In some ways what is happening on the Haitian-Dominican border echoes the reversal of basic civil rights in the United States. In 2013 as the Dominican Republic issued La Sentencia and we saw a deportation surge under the Obama administration, I implored readers to reflect on the United States’ role in the propagation of extreme ideas about immigration that harked back to Jim Crow and apartheid. Since then, children have been separated from their parents at the southern border, travel bans were aimed at Muslims, and migrants were rounded up on buses and sent elsewhere.

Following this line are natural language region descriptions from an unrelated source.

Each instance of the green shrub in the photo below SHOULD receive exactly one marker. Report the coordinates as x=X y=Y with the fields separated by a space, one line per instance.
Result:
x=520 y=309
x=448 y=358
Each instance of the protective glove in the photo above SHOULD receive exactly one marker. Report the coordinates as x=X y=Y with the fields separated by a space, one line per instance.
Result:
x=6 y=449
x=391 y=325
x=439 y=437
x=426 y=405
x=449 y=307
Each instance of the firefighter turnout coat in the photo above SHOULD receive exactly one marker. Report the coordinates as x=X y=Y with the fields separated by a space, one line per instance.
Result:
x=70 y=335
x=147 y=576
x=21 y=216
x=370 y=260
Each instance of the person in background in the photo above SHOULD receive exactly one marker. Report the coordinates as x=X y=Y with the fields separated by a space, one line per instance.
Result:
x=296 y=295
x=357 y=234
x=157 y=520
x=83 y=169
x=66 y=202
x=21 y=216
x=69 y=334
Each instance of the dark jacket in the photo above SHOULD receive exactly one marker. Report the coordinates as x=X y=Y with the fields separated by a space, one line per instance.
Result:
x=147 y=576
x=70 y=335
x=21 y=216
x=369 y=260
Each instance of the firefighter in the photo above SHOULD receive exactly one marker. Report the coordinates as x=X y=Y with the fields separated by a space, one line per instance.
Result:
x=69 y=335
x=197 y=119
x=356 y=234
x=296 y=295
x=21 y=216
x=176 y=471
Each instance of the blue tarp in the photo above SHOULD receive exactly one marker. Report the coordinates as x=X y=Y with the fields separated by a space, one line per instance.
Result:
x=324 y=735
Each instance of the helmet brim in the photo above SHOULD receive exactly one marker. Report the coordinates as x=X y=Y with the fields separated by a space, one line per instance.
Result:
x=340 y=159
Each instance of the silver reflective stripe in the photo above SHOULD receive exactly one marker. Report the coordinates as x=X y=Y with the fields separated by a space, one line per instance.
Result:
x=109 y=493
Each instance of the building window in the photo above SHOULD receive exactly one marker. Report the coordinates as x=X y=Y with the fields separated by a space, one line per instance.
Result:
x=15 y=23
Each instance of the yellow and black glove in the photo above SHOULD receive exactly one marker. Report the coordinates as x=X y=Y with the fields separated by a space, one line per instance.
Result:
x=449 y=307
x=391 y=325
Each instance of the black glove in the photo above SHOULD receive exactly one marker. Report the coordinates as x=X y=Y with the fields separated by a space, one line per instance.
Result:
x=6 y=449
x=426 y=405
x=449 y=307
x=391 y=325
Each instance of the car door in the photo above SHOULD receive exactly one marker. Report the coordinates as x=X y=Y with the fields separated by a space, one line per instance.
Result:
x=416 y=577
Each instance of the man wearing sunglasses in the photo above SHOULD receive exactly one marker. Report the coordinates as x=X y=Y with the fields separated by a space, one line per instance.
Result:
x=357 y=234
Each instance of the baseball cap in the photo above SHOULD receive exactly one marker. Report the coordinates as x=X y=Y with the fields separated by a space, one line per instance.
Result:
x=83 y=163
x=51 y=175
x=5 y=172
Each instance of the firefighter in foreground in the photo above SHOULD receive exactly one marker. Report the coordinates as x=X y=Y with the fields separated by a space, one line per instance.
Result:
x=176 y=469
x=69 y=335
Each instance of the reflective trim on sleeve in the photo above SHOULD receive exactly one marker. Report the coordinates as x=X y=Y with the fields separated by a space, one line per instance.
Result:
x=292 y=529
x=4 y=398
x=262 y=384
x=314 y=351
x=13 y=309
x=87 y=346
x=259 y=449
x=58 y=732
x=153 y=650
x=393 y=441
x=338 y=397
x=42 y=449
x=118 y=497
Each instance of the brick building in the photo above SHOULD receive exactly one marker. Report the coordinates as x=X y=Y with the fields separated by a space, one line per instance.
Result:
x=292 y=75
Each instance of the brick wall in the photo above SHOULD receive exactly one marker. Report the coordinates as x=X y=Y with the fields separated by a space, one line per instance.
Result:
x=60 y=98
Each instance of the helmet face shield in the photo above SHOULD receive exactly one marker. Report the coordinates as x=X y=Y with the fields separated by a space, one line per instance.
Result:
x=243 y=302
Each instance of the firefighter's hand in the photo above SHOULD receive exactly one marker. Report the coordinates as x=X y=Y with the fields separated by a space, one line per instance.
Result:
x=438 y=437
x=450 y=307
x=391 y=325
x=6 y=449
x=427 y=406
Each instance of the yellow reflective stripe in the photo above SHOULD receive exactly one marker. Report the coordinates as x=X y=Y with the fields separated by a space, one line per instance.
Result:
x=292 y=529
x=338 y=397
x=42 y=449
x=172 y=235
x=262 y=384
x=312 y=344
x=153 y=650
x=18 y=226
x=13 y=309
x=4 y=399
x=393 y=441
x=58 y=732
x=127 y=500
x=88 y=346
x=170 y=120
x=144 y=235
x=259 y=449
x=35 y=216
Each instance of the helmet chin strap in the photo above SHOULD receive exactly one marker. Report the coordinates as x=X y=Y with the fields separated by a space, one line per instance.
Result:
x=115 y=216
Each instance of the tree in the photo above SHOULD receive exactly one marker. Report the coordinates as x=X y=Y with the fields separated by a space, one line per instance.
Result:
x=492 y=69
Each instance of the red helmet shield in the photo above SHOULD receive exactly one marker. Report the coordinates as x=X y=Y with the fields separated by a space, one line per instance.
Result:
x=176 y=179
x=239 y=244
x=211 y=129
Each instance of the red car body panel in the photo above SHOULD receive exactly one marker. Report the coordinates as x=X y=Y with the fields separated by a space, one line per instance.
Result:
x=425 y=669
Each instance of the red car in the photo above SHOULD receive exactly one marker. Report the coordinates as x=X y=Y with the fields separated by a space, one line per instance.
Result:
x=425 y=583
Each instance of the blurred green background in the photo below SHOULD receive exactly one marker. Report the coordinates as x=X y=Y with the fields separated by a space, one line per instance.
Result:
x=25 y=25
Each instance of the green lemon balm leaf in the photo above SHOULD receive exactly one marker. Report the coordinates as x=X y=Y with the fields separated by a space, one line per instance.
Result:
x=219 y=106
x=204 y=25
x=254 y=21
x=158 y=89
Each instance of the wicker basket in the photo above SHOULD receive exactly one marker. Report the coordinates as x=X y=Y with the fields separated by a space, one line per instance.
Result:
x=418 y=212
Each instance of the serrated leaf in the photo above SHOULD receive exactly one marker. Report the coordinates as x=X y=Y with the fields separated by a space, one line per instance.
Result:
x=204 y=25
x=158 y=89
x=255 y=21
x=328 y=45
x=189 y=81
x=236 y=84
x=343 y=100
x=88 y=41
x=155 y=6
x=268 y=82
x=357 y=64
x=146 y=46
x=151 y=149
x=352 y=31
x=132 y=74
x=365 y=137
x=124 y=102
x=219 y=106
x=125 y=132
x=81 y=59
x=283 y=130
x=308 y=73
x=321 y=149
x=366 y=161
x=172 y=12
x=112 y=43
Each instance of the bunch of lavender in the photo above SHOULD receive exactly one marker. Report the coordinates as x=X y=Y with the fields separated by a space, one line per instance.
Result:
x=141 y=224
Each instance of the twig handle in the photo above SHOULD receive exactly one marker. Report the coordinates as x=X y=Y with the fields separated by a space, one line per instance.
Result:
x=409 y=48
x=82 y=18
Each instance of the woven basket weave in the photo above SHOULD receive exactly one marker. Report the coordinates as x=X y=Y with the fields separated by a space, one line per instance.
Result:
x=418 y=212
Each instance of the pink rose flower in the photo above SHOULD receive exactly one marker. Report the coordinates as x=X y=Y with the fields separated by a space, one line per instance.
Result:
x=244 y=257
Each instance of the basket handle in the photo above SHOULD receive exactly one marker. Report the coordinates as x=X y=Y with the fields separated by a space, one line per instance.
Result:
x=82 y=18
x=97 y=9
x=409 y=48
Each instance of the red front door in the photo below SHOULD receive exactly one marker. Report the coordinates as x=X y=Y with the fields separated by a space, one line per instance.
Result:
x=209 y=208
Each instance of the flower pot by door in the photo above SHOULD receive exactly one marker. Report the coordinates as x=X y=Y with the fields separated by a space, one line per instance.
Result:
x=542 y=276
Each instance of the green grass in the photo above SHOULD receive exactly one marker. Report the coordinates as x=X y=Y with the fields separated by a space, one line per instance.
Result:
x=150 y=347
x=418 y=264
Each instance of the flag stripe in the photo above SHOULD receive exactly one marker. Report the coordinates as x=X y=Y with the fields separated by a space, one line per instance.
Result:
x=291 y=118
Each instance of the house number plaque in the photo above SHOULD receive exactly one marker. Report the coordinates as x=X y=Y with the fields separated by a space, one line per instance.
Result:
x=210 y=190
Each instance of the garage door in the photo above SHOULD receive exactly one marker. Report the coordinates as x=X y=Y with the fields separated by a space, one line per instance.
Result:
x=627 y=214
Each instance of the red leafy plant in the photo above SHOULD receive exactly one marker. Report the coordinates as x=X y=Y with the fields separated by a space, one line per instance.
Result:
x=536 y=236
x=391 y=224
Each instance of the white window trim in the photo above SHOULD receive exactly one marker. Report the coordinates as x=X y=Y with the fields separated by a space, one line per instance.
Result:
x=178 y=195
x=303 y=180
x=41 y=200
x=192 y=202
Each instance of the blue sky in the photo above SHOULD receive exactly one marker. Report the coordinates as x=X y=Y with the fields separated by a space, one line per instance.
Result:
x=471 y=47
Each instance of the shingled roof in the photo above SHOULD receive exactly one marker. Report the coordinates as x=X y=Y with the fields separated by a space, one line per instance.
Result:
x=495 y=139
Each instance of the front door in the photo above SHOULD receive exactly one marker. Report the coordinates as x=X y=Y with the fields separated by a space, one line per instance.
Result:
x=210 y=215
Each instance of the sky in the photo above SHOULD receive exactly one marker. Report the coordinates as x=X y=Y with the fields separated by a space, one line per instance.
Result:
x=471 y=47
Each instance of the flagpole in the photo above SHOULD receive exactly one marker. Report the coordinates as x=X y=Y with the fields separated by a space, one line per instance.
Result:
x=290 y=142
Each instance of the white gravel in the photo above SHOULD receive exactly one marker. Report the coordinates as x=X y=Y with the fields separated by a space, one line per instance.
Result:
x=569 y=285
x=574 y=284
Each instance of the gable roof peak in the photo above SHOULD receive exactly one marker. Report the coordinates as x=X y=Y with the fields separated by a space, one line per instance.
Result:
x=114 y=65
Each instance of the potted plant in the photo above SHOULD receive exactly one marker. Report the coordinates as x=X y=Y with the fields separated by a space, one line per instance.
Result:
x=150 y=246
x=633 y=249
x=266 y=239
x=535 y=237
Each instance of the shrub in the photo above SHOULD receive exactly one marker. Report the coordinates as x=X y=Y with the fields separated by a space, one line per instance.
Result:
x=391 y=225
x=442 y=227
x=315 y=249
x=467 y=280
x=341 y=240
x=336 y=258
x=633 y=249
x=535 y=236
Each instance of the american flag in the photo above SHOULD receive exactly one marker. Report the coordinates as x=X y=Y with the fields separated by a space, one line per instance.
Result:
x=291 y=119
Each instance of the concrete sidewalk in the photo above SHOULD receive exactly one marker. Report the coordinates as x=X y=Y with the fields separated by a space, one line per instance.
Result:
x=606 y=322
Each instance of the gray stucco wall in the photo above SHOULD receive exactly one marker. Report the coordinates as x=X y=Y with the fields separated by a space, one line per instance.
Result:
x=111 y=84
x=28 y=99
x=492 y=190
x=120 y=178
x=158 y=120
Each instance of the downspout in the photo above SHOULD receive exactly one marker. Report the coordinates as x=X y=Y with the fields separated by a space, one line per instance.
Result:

In years since, I have traded my optimism for vigilance. I invite you all to do the same. If you value freedom and justice, you must stay alert, get involved, be aware. Like many Dominicans, some Americans, particularly those of us who identify as Black, brown or descendants of immigrants, could well find ourselves without a country, suddenly illegal in our own home.

Lorgia García Peña, a professor at Princeton University, is the author, most recently, of “Translating Blackness: Migrations of Latinx Colonialities in Global Perspective.”